Alfred Sommer Receives The Bristol-Myers Squibb/Mead Johnson Award For Distinguished Achievement In Nutrition Research

15-Oct-2001

EVANSVILLE, INDIANA (October 12, 2001) -- Alfred Sommer, M.D., M.H.S., is the recipient of the 21st Annual Bristol-Myers Squibb/Mead Johnson Award for Distinguished Achievement in Nutrition Research for his contributions to our understanding of the origin, magnitude and control of nutritional blindness (xerophthalmia/keratomalcia). He received the $50,000 cash award and a silver medallion at a ceremony in Evansville on October 11, 2001.

Dr. Sommer discovered that vitamin A deficiency, which causes xerophthalmia, dramatically increases childhood morbidity and mortality from infectious diseases, particularly measles and diarrhea, even in its earliest, symptomless stages. He demonstrated that improvement in vitamin A status reduced measles case-fatality by half and overall childhood mortality by one-third.

"Dr. Sommer richly deserves the Nutrition Award for his pioneering investigations," said Robert A. Burns, Ph.D., Director, Discovery, Global Research and Development, Mead Johnson Nutritionals, a division of Bristol-Myers Squibb Company. "His research has led to global policy initiatives to control micronutrient deficiencies, particularly vitamin A deficiency, and has encouraged new areas of scientific inquiry into the health implications of early, subclinical deficiencies and their underlying mechanisms."

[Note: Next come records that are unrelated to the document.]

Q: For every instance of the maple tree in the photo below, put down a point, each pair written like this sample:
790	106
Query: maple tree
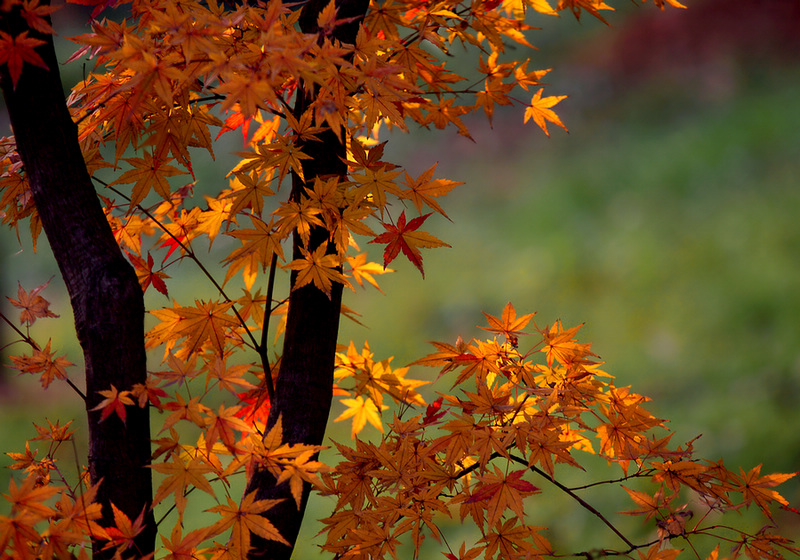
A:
107	174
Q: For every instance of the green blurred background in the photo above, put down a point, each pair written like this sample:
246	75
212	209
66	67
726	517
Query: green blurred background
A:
666	220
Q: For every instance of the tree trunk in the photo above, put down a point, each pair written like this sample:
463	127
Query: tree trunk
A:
304	388
106	298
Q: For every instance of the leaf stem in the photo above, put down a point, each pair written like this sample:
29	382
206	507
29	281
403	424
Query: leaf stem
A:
192	256
575	497
262	348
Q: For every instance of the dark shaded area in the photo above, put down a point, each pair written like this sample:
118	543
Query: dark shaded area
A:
105	295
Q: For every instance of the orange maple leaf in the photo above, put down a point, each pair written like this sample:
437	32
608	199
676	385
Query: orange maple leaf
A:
146	274
502	491
43	361
182	476
755	488
319	268
114	402
244	519
539	110
509	325
405	237
221	427
124	532
148	172
32	304
16	51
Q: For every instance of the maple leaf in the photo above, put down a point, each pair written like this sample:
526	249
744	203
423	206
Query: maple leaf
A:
16	51
318	268
221	427
193	411
54	432
146	274
648	505
249	191
26	461
148	172
755	488
361	410
29	497
656	552
502	491
539	110
181	477
208	322
36	15
124	531
43	361
405	237
258	246
244	519
114	403
32	304
423	190
184	548
509	325
228	378
363	270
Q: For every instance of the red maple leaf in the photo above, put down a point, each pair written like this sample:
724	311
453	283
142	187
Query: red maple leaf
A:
405	237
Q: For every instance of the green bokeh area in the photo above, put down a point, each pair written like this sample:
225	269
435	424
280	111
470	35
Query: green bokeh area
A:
666	221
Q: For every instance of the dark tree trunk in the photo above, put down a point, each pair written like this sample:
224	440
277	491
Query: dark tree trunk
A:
106	298
304	388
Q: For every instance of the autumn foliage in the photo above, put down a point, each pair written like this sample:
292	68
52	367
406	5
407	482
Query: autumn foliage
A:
514	411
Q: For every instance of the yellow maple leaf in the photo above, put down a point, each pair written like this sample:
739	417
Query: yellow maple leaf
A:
244	519
361	410
318	268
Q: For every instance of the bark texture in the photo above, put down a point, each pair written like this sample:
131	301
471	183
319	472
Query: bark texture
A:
304	388
106	298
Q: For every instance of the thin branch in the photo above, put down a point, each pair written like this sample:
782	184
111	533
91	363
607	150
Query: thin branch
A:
575	497
262	349
192	256
32	343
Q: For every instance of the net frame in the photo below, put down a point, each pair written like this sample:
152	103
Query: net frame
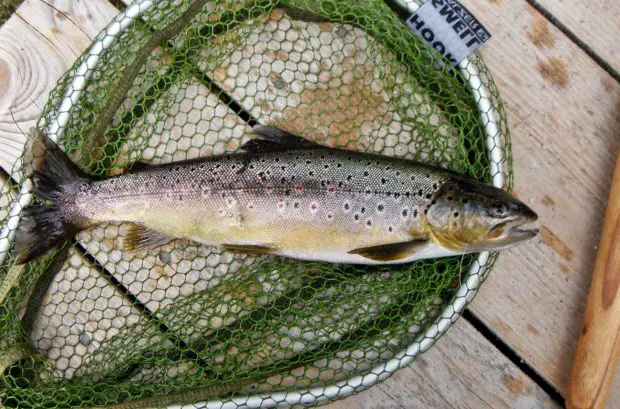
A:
482	95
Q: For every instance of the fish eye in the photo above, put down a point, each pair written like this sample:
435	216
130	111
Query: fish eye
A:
498	210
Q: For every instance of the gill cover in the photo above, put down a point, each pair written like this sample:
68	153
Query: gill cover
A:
468	216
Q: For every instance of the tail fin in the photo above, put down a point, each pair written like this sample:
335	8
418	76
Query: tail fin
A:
44	226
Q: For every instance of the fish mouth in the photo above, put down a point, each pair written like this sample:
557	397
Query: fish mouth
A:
511	233
525	228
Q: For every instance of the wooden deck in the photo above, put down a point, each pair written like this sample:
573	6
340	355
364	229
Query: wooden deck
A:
557	66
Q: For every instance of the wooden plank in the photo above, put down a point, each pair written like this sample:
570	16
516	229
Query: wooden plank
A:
595	22
463	370
37	45
562	108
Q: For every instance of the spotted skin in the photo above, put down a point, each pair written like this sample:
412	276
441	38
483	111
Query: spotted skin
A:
316	204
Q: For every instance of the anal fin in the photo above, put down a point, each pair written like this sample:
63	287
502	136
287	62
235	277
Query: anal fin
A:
392	251
141	238
248	248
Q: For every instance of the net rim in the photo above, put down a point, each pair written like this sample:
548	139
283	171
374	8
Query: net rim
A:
470	68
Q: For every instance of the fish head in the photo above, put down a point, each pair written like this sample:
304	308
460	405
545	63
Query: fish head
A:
468	216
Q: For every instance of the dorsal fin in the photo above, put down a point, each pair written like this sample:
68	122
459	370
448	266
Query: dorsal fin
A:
276	139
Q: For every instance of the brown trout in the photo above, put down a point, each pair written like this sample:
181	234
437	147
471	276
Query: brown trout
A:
285	196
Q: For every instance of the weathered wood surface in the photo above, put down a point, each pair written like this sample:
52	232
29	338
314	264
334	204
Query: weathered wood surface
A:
563	112
462	370
595	22
565	124
37	45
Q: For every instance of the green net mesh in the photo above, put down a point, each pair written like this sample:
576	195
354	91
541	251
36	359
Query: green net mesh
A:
89	325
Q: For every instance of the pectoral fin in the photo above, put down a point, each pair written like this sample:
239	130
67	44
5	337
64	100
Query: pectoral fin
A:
392	251
141	238
248	248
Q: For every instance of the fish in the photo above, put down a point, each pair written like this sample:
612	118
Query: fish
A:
281	195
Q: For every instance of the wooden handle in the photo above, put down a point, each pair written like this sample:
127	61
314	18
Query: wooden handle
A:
599	344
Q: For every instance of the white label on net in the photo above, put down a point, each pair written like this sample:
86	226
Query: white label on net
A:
449	28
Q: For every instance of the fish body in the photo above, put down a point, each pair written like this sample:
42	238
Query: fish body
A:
283	196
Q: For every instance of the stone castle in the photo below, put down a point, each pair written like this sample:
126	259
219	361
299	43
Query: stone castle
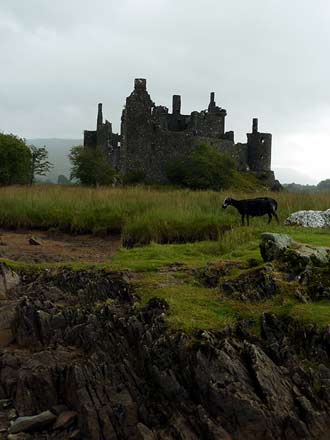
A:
150	137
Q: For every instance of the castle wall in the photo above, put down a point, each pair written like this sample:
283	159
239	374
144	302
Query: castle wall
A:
151	137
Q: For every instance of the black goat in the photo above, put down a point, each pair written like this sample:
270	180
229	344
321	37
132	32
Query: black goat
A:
254	207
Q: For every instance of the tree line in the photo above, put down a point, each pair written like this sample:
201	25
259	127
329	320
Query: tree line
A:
20	163
204	168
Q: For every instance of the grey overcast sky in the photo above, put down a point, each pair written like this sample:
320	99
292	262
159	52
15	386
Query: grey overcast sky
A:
263	58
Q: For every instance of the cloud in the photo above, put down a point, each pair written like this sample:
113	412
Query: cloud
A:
264	58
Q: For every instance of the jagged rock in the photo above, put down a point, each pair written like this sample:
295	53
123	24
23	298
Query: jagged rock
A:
59	409
8	280
7	319
65	419
125	376
144	433
297	256
310	219
273	245
32	423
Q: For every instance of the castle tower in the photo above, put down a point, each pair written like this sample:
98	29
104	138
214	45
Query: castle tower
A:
259	149
176	105
136	128
212	104
99	117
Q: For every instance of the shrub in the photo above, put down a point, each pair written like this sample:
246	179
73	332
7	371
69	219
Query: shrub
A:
15	160
134	177
91	166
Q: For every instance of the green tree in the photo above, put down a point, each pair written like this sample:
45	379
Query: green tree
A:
204	168
40	166
91	166
15	160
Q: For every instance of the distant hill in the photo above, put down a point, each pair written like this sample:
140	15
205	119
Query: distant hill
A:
58	150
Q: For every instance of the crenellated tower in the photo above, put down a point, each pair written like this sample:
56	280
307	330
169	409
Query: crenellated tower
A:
259	148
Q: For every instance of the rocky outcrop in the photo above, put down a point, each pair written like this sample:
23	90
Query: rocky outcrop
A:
296	255
8	280
310	219
97	366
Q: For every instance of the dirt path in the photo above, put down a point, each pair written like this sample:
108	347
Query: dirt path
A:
56	248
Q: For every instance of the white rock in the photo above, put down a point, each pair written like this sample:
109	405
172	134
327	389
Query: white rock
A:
310	219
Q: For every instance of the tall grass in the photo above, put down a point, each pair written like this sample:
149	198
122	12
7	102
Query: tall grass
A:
141	215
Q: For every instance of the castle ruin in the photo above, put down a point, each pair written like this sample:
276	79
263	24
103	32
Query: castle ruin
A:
150	137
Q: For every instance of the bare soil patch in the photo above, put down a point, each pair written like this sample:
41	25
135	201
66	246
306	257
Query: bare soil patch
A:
57	247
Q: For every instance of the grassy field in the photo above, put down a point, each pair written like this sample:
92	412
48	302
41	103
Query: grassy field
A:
141	215
182	232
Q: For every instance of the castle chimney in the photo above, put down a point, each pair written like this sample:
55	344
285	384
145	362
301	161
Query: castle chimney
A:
99	116
255	125
140	84
212	102
176	105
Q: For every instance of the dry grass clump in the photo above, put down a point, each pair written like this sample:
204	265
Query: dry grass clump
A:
141	215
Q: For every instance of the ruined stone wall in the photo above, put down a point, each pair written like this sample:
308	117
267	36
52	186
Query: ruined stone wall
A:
90	138
151	137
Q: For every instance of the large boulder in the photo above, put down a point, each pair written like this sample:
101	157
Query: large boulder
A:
32	423
310	219
296	255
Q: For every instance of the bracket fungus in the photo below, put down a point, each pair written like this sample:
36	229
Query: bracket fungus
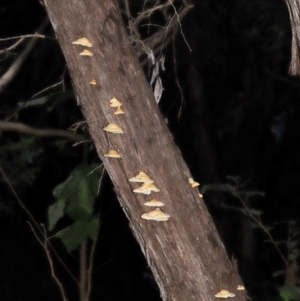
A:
83	42
112	154
146	188
193	183
119	111
114	103
224	294
113	128
85	52
156	215
154	203
93	82
141	178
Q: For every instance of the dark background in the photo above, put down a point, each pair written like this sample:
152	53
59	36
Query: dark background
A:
240	115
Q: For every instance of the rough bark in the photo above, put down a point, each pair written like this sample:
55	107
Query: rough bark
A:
294	11
186	256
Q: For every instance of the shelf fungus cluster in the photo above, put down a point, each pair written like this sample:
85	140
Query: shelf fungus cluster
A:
193	183
224	294
86	43
112	154
147	187
113	128
115	103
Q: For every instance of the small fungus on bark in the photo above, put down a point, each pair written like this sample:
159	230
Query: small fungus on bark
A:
156	215
112	154
93	82
83	42
224	294
193	183
114	103
119	111
113	128
154	203
85	52
141	178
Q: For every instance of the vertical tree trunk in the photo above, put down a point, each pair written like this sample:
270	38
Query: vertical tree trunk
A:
185	253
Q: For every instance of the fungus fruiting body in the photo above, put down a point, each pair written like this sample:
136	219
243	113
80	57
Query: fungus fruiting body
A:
156	215
154	203
113	128
93	82
193	183
224	294
114	103
83	42
112	154
146	188
141	178
119	111
85	52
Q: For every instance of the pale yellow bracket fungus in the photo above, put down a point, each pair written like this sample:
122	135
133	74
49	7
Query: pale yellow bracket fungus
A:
113	128
93	82
146	188
141	178
83	42
114	103
154	203
85	52
224	294
193	183
119	111
112	154
156	215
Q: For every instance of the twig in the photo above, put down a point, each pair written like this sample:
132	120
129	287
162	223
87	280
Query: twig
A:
42	133
45	246
15	66
262	226
35	223
90	270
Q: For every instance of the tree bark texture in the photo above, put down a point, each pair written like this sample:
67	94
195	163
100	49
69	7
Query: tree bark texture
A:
294	12
185	253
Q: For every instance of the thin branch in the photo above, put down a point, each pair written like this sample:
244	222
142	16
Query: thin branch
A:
16	65
90	270
45	246
35	223
21	39
42	133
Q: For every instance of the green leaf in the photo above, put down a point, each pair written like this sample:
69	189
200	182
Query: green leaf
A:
55	212
76	195
78	232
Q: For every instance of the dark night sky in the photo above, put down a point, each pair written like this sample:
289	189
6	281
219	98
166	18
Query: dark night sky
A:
240	116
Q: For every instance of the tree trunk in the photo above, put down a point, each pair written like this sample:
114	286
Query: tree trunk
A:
185	253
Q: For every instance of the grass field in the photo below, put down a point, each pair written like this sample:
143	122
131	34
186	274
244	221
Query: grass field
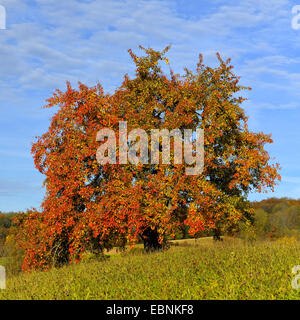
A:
190	269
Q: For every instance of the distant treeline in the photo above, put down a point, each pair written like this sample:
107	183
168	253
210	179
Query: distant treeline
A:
274	218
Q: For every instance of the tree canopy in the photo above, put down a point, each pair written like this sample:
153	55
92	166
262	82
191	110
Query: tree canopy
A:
89	206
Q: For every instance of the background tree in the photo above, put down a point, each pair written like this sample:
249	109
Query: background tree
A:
92	207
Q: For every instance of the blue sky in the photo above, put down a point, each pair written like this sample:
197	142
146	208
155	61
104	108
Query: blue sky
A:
48	42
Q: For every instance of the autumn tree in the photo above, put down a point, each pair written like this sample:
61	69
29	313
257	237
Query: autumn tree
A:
92	206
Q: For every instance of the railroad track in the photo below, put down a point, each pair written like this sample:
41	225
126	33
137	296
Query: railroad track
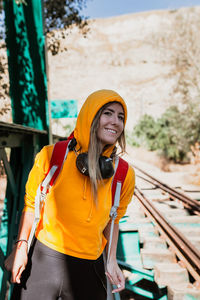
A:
186	254
188	202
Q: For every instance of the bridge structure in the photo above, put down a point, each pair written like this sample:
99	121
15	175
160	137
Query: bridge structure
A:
30	130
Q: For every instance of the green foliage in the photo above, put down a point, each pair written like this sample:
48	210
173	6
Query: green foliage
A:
173	133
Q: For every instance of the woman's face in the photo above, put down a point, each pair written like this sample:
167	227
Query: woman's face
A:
111	124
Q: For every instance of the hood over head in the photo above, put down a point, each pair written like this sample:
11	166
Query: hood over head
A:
88	111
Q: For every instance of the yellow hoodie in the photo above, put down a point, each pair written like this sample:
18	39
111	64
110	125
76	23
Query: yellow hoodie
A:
70	221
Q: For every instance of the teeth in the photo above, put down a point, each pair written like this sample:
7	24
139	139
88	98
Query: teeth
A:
111	130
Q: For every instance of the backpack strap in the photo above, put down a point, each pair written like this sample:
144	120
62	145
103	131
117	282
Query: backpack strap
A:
58	157
121	169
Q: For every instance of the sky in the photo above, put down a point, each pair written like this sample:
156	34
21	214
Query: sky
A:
109	8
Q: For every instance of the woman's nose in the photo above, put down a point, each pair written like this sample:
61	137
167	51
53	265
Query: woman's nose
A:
115	119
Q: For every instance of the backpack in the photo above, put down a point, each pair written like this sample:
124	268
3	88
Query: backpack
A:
58	157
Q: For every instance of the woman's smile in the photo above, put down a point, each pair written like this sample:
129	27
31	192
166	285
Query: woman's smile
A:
111	124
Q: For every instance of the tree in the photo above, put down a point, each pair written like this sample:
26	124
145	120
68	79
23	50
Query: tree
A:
60	14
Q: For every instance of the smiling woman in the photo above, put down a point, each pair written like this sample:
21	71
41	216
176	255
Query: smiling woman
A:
75	223
111	124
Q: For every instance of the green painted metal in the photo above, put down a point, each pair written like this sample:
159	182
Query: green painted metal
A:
28	90
26	60
129	258
64	109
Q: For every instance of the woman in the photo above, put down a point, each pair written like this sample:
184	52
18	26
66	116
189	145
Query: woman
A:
66	259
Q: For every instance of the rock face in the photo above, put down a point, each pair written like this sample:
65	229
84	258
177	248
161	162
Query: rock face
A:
120	53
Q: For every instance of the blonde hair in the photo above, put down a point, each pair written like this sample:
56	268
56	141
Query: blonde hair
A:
95	150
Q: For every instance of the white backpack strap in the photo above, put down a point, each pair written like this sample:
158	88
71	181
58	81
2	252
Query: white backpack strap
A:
113	211
113	214
40	198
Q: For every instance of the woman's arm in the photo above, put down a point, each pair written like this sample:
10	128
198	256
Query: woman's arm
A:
17	260
113	271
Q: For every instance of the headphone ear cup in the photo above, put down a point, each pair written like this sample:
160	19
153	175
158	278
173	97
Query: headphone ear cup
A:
106	167
82	163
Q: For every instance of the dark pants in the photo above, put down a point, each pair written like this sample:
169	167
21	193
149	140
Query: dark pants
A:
51	275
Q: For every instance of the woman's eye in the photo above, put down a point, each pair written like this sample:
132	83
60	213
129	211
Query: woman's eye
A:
108	113
121	118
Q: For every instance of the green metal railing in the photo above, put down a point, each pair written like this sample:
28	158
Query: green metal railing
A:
18	146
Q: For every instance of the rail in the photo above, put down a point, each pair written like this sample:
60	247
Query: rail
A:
188	202
182	247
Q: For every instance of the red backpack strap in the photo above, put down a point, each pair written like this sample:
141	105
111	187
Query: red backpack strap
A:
58	157
120	175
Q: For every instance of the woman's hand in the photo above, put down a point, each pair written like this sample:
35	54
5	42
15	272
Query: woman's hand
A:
17	261
115	275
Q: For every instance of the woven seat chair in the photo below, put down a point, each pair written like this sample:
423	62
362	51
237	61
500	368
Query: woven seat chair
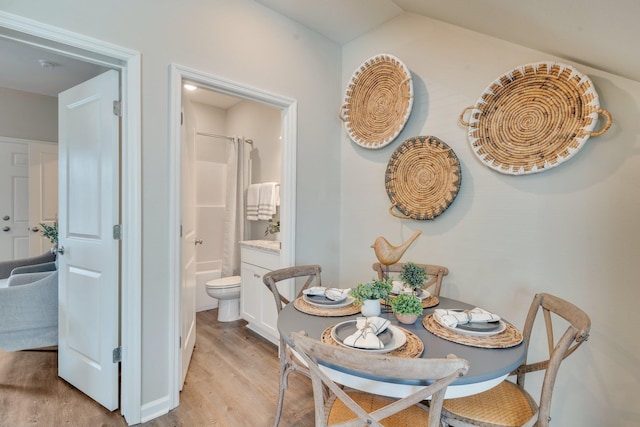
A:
508	404
341	407
436	274
288	361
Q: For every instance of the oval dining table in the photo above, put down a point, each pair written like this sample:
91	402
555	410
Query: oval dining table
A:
487	366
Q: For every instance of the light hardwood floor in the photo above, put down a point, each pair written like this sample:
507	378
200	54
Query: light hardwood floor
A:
232	382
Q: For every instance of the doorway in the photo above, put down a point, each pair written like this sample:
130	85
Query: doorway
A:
127	62
288	108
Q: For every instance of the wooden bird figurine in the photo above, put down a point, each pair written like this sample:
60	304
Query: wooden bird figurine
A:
388	254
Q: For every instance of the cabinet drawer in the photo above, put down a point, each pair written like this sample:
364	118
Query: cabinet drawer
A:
264	259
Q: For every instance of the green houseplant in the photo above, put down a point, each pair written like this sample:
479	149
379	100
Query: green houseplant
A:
413	275
368	295
407	308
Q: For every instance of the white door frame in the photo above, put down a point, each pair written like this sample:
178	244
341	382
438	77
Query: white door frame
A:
288	107
128	63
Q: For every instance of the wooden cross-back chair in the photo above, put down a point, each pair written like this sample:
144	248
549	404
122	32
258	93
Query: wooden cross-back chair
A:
435	272
345	408
288	361
508	404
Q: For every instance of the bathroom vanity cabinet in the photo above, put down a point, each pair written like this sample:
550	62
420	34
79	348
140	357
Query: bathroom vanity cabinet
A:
257	305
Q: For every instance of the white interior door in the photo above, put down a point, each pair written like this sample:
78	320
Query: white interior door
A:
89	209
14	207
187	251
43	193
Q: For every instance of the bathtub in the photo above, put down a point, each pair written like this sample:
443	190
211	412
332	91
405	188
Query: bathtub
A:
203	300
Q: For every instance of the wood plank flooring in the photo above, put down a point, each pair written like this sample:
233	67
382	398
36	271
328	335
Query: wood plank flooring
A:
232	382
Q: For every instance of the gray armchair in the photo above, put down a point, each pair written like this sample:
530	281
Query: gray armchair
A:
29	306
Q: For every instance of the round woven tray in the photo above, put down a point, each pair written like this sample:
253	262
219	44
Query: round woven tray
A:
305	307
533	118
510	337
378	101
413	348
422	178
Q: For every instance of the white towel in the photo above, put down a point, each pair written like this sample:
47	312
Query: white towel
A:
268	200
253	200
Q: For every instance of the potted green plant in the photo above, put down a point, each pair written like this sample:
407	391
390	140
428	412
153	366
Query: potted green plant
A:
50	232
368	295
413	275
407	308
273	227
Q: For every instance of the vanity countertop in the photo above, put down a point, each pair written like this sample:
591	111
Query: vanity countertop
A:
267	245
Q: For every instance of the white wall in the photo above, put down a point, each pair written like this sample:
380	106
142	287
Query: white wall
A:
238	40
571	231
28	115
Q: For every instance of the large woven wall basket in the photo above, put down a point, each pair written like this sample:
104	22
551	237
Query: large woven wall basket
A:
422	179
378	101
534	118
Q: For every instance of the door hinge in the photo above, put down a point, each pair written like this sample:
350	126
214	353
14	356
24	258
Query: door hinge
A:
117	232
117	355
117	108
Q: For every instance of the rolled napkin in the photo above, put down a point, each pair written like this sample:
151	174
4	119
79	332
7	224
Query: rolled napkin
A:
367	334
453	318
334	294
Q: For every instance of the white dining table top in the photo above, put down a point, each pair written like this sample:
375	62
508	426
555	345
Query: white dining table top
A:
487	367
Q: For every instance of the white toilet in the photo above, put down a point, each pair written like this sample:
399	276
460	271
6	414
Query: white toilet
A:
227	291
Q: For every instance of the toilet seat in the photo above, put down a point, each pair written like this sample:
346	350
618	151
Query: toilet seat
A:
224	282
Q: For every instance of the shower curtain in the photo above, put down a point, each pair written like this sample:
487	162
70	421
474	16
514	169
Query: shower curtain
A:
234	222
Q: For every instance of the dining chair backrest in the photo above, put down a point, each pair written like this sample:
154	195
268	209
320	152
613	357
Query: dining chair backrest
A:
575	334
438	372
271	279
435	272
288	361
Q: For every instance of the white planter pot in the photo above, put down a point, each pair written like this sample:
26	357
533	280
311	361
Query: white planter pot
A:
370	307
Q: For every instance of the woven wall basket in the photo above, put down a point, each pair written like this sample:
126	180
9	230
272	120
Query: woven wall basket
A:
378	101
534	118
422	179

Dr. Sommer is Dean and Professor of Epidemiology and International Health, the Johns Hopkins University Bloomberg School of Public Health, and Professor of Ophthalmology, the Wilmer Institute, the Johns Hopkins University School of Medicine. He began his career in 1969 as a young scientist in the Centers for Disease Control Epidemic Intelligence Service (EIS), signing up for the EIS's Cholera Research Laboratory in Bangladesh in 1970. Following a devastating cyclone, in which hundreds of thousands of people died, he and Henry Mosely, M.S, M.P.H., who directed the Bangladesh program, traveled throughout the devastated area to determine the extent of the damage and the relief the people had received.

Dr. Sommer and Mosely later collaborated on a landmark paper on their epidemiological approach to disaster assessment, published in Lancet in 1972, a seven-page article, which was the longest the journal had ever published. Then, as a consultant to the World Health Organization (WHO) at the time an epidemic of smallpox was spreading rapidly among refugees in Bangladesh, Dr. Sommer reorganized a devastated health service and improved surveillance and containment efforts in the most heavily infested cities.

Dr. Sommer began studying vitamin A deficiency in 1972, when it first appeared that it might represent a major cause of childhood blindness. From 1973-1976, while he completed his ophthalmology residency at the Wilmer Ophthalmologic Institute, he began his early studies in El Salvador and Haiti. These studies served as benchmarks for subsequent population surveys to determine the extent of vitamin A deficiency and whether it warranted large-scale intervention.